Line Between Managed Services and OTT is Getting Harder to Define

Managed services  are not the “internet,” a source of some confusion about the proper limits of
policy intended for one or the other domains. Managed services such as business access services are specifically exempted from “net neutrality” regulations. In the consumer arena, subscription video or no-incremental-charge “over the air” services also are managed services.

There are clear business model implications. Consumers who watch “free, over the air TV” do not pay the provider for bandwidth consumed to deliver the services. Neither do buyers of linear subscription TV services.

The situation is a bit less clear for  “over the top” services, where there is no charge levied by the app provider, but the customer “pays” for bandwidth only in an indirect sense, for an internet access connection. But one business model “rule” is clear. Consumers do not expect to pay, and have not in the past, paid for bandwidth used to deliver their subscription TV services.

Debate and confusion are likely to grow, as legacy linear video providers increasingly move into on-demand, over-the-top services themselves. Among the reasons for confusion: the same physical facilities and bandwidth can support internet access and managed services alike. That is virtually always the case for single-fiber access (fiber to the home) using one wavelength and time division. In principle, the services could be logically and physically separated using two or more wavelengths on the same fiber.

In fact, it is clear that the existing TV subscription business model would not work at all, in most cases, if consumers had to pay for bandwidth charges in a direct sense. The implied full cost of a video subscription--assuming half of all account bandwidth is consumed when watching subscription entertainment video--could be higher by about half the cost of the whole internet access subscription.

That might range from a minor annoyance to a bit of a problem on a fixed network, where usage caps are generous and per-gigabyte charges are low. The same cannot be said for mobile consumption.

On a fixed network, a $100 video subscription, consumed on demand, would have to cost about $125, assuming a $50 fixed network subscription and use of half that bandwidth directly by the video subscription.
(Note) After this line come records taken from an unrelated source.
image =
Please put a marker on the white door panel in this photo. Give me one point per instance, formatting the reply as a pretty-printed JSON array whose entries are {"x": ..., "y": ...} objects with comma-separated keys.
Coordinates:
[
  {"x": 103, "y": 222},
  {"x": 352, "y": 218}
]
That might not be a model killer; just a key impediment.

Where the model breaks down almost completely is consumption of that same video on mobile networks, where bandwidth costs as much as an order of magnitude (10 times) more than on a fixed network.

If consumption of a mobile gigabyte represents about an hour to three hours of video, depending on resolution, then watching one hour of video could cost nearly $10 to $30. That is unsustainable.

If you want to know why some mobile video service providers consider  “zero rating”  so important, that is  why: if data consumption charges are required, the entertainment video model collapses.

There are lots of other ways the business model is affected. Bundling policies and access rights, for example, affect the business model, as when access providers require the purchase of one service to use a feature.

Comcast, for example, has released a beta version of the Xfinity TV app for Roku, allowing Xfinity TV customers the ability to watch their TV content on a Roku box. That fundamental principle--granting access to the streaming product when a customer has a linear product account, is fundamental for Comcast: a clear way to protect the legacy product while creating the new product.

Among the implications: access to the streaming product is a feature of the managed service subscription. Think of that as a strategy akin to adding steam engines to a sailing ship, a hybrid stage in the evolution from sail to steam.